Contributions: John A. Coleman
John A. Coleman, S.J., has been an associate pastor at Saint Ignatius Parish in San Francisco since 2009. Previously, he was the Charles Casassa Professor of Social Values at Loyola Marymount University (1997–2009); Professor of Religion and Society at the Jesuit School of Theology and the Graduate Theological Union, Berkeley (1974–1997); and the Thomas More Chair, The University of Western Australia (2005 and 2007). Coleman has edited, coauthored, or authored eighteen books, including The Evolution of Dutch Catholicism, 1958-1974 (University of California Press, 1978); An American Strategic Theology (Paulist Press, 1982); One Hundred Years of Catholic Social Teaching (Orbis, 1991); and Christian Political Ethics (Princeton University Press, 2007). He has also contributed over seventy chapters to collected volumes such as Civil Society and Government (Princeton University Press, 2002); Religion Returns to the Public Square: Faith and Policy in America (The Johns Hopkins University Press, 2003); The True Wealth of Nations (Oxford University Press, 2010); Modern Catholic Social Teaching (Georgetown University Press, 2018); and American Parishes: Remaking Local Catholicism (Fordham University Press, 2019).
Contributions: Kathleen Garces-Foley
Kathleen Garces-Foley is professor of religious studies at Marymount University. Her research interests include multiracial churches, young adults and religion, and contemporary death practices. She is the coauthor of The Twentysomething Soul: Understanding the Religious and Secular Lives of American Young Adults (Oxford University Press, 2019), author of Crossing the Ethnic Divide: The Multiethnic Church on a Mission (Oxford University Press, 2007), and editor of Death and Religion in a Changing World (Routledge, 2006).
Contributions: Mark M. Gray
Mark M. Gray is research associate professor and senior research associate at the Center for Applied Research in the Apostolate (CARA) at Georgetown University. He has published on a wide number of topics related to Catholic parishes, religious switching, Catholic schools, and politics in two books and journals such as the Journal for the Scientific Study of Religion and Review of Religious Research. He has designed, led, or participated in CARA research projects including the National Survey of Catholic Parishes, Emerging Models of Pastoral Leadership, and CARA Catholic Polls.

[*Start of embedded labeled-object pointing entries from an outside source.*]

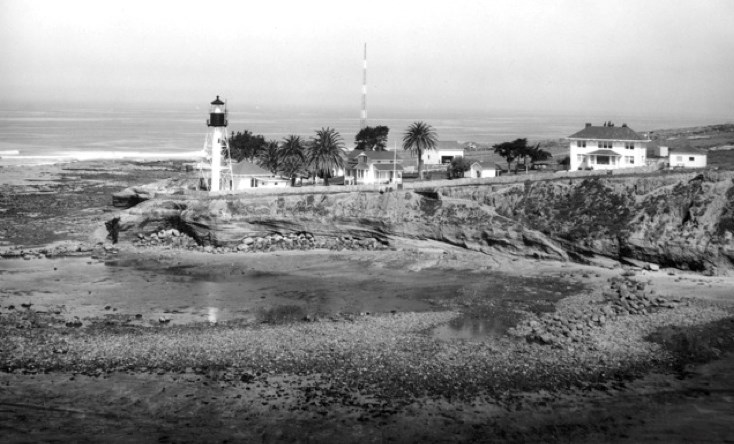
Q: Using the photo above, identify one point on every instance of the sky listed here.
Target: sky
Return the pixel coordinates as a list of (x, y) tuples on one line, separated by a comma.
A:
[(640, 56)]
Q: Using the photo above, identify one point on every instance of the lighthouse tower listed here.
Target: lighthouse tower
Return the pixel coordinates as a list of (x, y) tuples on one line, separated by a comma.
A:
[(217, 148)]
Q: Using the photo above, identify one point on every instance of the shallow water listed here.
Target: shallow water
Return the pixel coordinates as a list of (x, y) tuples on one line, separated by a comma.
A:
[(243, 287)]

Contributions: Brett Hoover
Brett C. Hoover is associate professor of theological studies at Loyola Marymount University in Los Angeles. He teaches pastoral theology, congregational studies, and American Catholicism at the graduate and undergraduate levels. A former Congregational Studies fellow, his research has focused on ethnographic accounts of the relationship between different cultural groups in culturally diverse Catholic parishes in the United States. He is the author of The Shared Parish: Latinos, Anglos, and the Future of U.S. Catholicism (New York University Press, 2014).

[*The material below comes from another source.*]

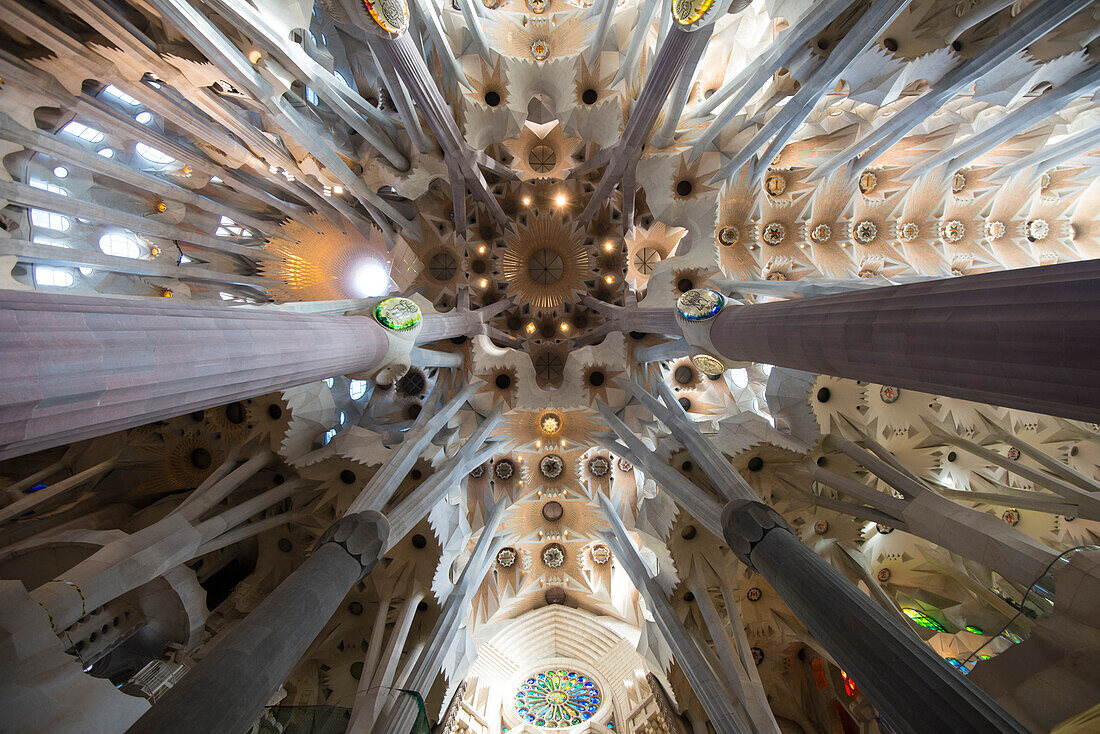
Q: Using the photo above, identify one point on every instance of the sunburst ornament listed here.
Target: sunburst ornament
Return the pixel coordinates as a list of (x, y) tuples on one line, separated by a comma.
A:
[(546, 262), (392, 15)]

Contributions: Courtney Irby
Courtney Ann Irby is assistant professor of sociology at Illinois Wesleyan University, having completed her PhD at Loyola University Chicago in the Department of Sociology. Her research considers the changing norms and meaning associated with how people form intimate relationships, including constructions of gender and sexuality. Her dissertation examined how religious groups mediate cultural changes in marriage by comparing Catholic and evangelical Protestant marriage preparation programs. Her articles have appeared in Gender & Society, Critical Research on Religion, Sociology of Religion, and Sociology Compass.
Contributions: Tia Noelle Pratt
Tia Noelle Pratt is a sociologist of religion specializing in the Roman Catholic Church in the United States. Specifically, she focuses on systemic racism in the US Catholic Church, African American Catholic identity, and millennial-generation Catholics. She is currently a scholar-in-residence at the Aquinas Center in Philadelphia, Pennsylvania and President of TNPratt & Associates, LLC.
Contributions: Brian Starks
Brian Starks is Associate Professor of Sociology at Kennesaw State University.